The animation and dub remain generally excellent – if only Vincent and Re-l’s faces could be drawn with a little more consistency – and the first two episodes are solid contributions to the series. I still believe that the problems of the second two episodes can be attributed to the fact that Ergo Proxy is entering a mid-series decline, but others might disagree that anything is wrong at all. since Ergo Proxy is such a powerful and sustained piece of fiction, which is bound to work on different people in different ways. Personally, however, I believe the series is growing slightly tired; it’s weighty atmosphere, deliberate obfuscations and ambiguity having yet to deliver much payoff for viewers, with a fairly ordinary journey replacing its earlier suggestions of a philosophical take on an Orwellian society and human life. The surreal battle between the Proxies, instead, seem be to most iconic feature of the series at the moment, and while many people might enjoy this, it is worth noting that nothing like it occurred at the outset of the series, so it’s impossible to deny that Ergo Proxy hasn’t changed.
Hopefully the remaining volumes will be carried by the direction and over-arching story that’s been present since the beginning, but in these episodes it felt like the ambiguity of the series finally gave way to emptiness, with there being little to tell at this point in the story.
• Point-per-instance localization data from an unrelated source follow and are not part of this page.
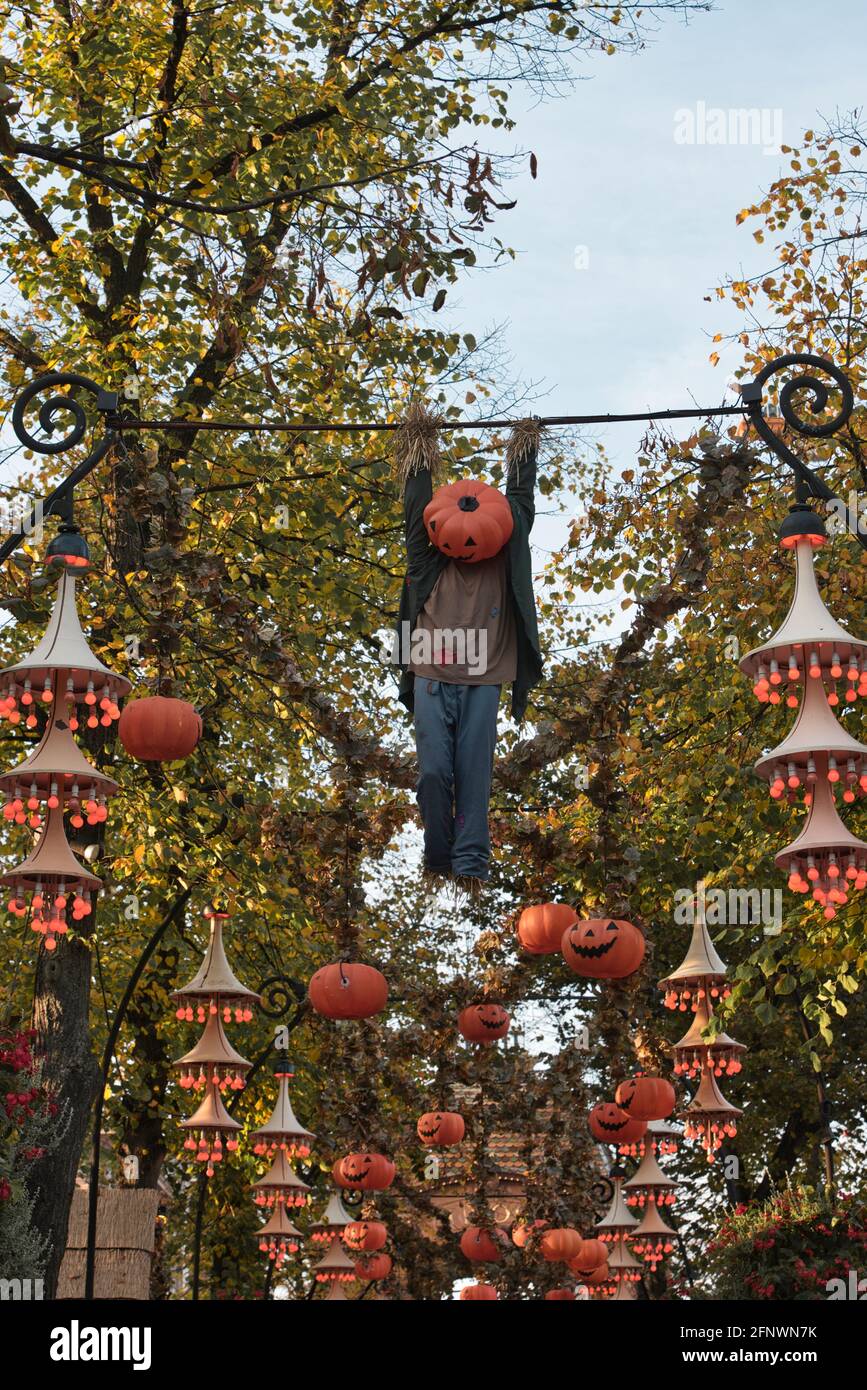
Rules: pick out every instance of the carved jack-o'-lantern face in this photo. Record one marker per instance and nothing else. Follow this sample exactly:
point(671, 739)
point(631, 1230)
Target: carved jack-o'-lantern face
point(603, 948)
point(468, 520)
point(366, 1172)
point(610, 1125)
point(646, 1097)
point(364, 1235)
point(484, 1022)
point(441, 1127)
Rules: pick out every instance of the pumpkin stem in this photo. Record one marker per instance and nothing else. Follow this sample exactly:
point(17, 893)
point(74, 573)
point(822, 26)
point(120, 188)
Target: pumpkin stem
point(417, 442)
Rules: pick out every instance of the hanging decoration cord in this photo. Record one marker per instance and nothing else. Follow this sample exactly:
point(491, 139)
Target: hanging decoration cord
point(117, 423)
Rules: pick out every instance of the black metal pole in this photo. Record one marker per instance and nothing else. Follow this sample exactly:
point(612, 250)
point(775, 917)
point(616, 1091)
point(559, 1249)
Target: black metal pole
point(100, 1100)
point(50, 409)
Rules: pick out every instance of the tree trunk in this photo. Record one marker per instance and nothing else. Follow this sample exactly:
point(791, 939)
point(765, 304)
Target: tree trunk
point(63, 1040)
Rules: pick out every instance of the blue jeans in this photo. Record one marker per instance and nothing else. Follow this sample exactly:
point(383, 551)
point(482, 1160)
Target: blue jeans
point(455, 737)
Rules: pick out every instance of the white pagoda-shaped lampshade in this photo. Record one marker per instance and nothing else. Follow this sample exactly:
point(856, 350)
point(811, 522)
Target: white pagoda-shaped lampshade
point(216, 986)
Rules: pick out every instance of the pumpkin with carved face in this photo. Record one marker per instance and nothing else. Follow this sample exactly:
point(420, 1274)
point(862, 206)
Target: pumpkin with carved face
point(523, 1235)
point(480, 1246)
point(541, 927)
point(468, 520)
point(646, 1097)
point(603, 948)
point(364, 1236)
point(610, 1125)
point(441, 1127)
point(377, 1266)
point(484, 1022)
point(364, 1172)
point(562, 1243)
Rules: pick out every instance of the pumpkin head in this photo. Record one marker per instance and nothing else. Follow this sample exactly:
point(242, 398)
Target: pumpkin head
point(159, 730)
point(541, 927)
point(377, 1266)
point(348, 990)
point(603, 948)
point(484, 1022)
point(560, 1243)
point(478, 1246)
point(521, 1235)
point(591, 1255)
point(468, 520)
point(610, 1125)
point(441, 1127)
point(364, 1172)
point(364, 1235)
point(646, 1097)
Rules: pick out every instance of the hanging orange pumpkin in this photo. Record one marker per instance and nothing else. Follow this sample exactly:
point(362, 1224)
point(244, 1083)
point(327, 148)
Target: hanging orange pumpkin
point(610, 1125)
point(560, 1243)
point(521, 1235)
point(468, 520)
point(603, 948)
point(364, 1235)
point(378, 1266)
point(348, 990)
point(484, 1022)
point(478, 1246)
point(441, 1127)
point(541, 927)
point(159, 730)
point(589, 1257)
point(364, 1172)
point(646, 1097)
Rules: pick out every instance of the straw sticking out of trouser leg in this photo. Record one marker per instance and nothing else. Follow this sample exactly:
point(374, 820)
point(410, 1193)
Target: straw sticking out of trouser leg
point(466, 883)
point(524, 441)
point(417, 442)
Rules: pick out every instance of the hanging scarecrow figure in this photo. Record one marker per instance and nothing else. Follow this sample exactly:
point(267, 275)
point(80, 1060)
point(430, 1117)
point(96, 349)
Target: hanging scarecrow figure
point(467, 626)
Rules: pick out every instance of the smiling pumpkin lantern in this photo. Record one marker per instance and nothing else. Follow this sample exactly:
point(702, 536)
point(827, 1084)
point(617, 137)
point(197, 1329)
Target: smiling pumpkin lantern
point(484, 1022)
point(364, 1236)
point(610, 1125)
point(646, 1097)
point(364, 1172)
point(441, 1127)
point(603, 948)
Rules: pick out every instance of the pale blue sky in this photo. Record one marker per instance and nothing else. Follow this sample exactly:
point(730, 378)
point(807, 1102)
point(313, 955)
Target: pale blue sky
point(657, 217)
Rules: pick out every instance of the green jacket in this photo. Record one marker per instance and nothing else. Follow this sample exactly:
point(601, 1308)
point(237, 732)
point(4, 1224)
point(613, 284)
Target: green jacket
point(425, 563)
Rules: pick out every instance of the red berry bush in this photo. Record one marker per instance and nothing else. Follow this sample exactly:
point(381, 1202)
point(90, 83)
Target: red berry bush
point(791, 1247)
point(28, 1125)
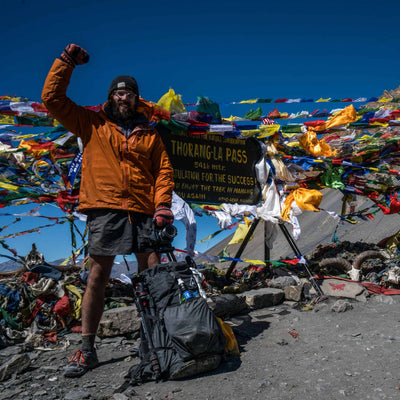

The major problem with this volume, however, is that two of the episodes are obviously filler, which is inevitably unwelcome in such a narrative-led series.
In Summary:
The first two episodes are a good continuation of the story, but the second two drag the volume down, even if they’re not unbearable or without any merit of their own. Effectively half a volume, for those who don’t appreciate the latter.